The film will be shown to members of the United States Congress, the United Nations, the House of Lords in London, Paris City Hall, three locations in Sudan, and other cities around the world. This global release comes on the heels of an impactful viewing at The Hague, home of the International Criminal Court, which has indicted Sudanese president Omar al-Bashir for crimes against humanity, war crimes and three counts of genocide.

The Heart of Nuba is so important because it makes people connect with the crisis in Sudan on a personal level,” said Adotei Akwei, Managing Director for Government Relations at Amnesty International USA. “Once it’s personal and you see the positive, amazing story of Dr. Catena, you begin to see the impact of the lack of medical care, the impact of full-scale aerial bombardment and other war crimes, it moves from a list of human rights abuses to ‘look at what they’re doing to this child,’” he said.

With new dates being added each day, the more than 30 screenings being held over the next few weeks are supported and hosted by some of the most influential human rights organizations and Sudan rights groups in the world, including Human Rights Watch, Act for Sudan Coalition, Waging Peace, Jewish World Watch and Amnesty International, which has already screened the film at several of its regional conferences.

“It is our hope that this movie will give a voice to the voiceless and shed some light on the plight of the Nuba in this forgotten corner of the world,” said Dr. Tom. “Let the dead and maimed have their day in court.”

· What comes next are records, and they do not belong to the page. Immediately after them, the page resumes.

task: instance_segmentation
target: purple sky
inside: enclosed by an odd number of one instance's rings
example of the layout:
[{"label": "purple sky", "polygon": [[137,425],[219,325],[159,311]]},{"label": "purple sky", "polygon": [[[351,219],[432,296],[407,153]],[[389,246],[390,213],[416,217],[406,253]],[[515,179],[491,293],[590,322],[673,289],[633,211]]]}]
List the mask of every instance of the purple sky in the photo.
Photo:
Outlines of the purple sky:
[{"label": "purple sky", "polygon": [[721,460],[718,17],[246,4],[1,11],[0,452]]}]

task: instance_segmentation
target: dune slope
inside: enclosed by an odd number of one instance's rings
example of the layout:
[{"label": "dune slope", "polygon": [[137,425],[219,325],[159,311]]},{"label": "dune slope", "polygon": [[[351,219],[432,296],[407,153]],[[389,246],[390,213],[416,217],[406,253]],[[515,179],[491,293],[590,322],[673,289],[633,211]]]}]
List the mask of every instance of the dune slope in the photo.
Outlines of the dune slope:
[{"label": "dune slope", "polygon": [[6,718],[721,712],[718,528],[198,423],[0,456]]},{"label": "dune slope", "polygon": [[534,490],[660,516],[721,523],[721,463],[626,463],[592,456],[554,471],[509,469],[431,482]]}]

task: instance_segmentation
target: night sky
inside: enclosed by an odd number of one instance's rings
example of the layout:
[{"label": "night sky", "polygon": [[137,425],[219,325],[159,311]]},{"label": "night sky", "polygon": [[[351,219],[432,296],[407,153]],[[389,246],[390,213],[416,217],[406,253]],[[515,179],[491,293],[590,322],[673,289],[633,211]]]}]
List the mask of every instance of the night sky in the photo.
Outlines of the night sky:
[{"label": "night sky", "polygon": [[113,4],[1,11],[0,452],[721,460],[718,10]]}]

“President al-Bashir can get away with bombing schools and hospitals because people are unaware that it’s happening,” said director Ken Carlson. It was the pressing humanitarian crisis in Nuba that influenced him to release the film immediately through the international coalition of non-governmental organizations rather than wait to secure traditional distribution. “We’re putting this tragedy in front of a global audience and calling it what it is: genocide,” he said.